This morning, I poked my head outside to look for the papers — the print version, or what I like to call the paper papers — and found a snow angel clearing my sidewalk. Snow angels are neighbors with snow blowers, or maybe just a strong back and a shovel. However they’re equipped, they’re a force of good on the planet, especially this part of the planet, especially when Madre Nature, feeling generous, dumps a blanket of fluffy hexagonal crystals more or less overnight.
I smiled and thanked the snow angel and ducked back inside, paper paper-less. About 15 minutes later I ducked back out again in search of these same old-school information circulators only to discover that a second snow angel had shoveled off my front steps. In another half an hour or so I went outside myself and started digging out my cars and driveway, joining my fellow smiling digger-outers engaged in the cold, bright industry of clearing off vehicles and steps and sidewalks and sundry after a storm. It wasn’t long before a third snow angel showed up and helped. I smiled and thanked him. He smiled back. Everybody happy.

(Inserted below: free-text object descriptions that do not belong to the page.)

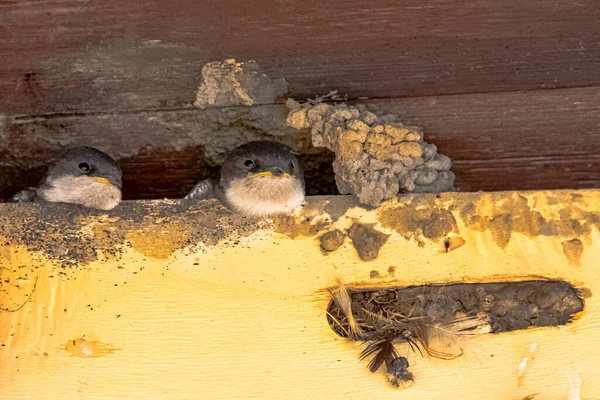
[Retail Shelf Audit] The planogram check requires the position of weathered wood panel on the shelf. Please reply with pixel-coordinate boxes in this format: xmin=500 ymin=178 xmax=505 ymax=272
xmin=0 ymin=88 xmax=600 ymax=199
xmin=0 ymin=191 xmax=600 ymax=400
xmin=0 ymin=0 xmax=600 ymax=115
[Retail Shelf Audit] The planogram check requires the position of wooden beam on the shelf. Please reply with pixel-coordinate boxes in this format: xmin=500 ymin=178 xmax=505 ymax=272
xmin=0 ymin=0 xmax=600 ymax=115
xmin=0 ymin=190 xmax=600 ymax=400
xmin=0 ymin=88 xmax=600 ymax=199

Northeasterners in particular love to complain about winter. We love to complain about summer, too. The truth of the matter is, we love to complain about everything, including the fact that we complain so much. But winter kvetching is special, because the frigid agonies of the post-storm shovelrama bring with them a certain amount of joy — a joy that goes beyond our stupidly mocking moral superiority (I’ll admit it) over residents of warmer climes who spazz over a flurry. TWO INCHES IN L.A., AND THEY’RE FREAKING OUT? HA HA HA! BABIES! NERDLINGS! WIMPS! we say, forgetting our own wimpy-infant nerd-spazz over the occasional tectonic shiver that barely registers on a cup of Los Angeleno coffee, much less the Richter scale.
But when it comes to northern snowstorms, I think something else is going on besides bonehead geographic machismo. For years, I’ve had a theory — based on free-floating thoughts inside my own small, spongy head, nothing based on any sort of hard statistical evidence — that the reality of life in northern cities breeds a certain type of non-judgmental community spirit. This isn’t a red-state/blue-state or liberal/conservative issue. It’s a snowy sidewalk/cleared sidewalk issue.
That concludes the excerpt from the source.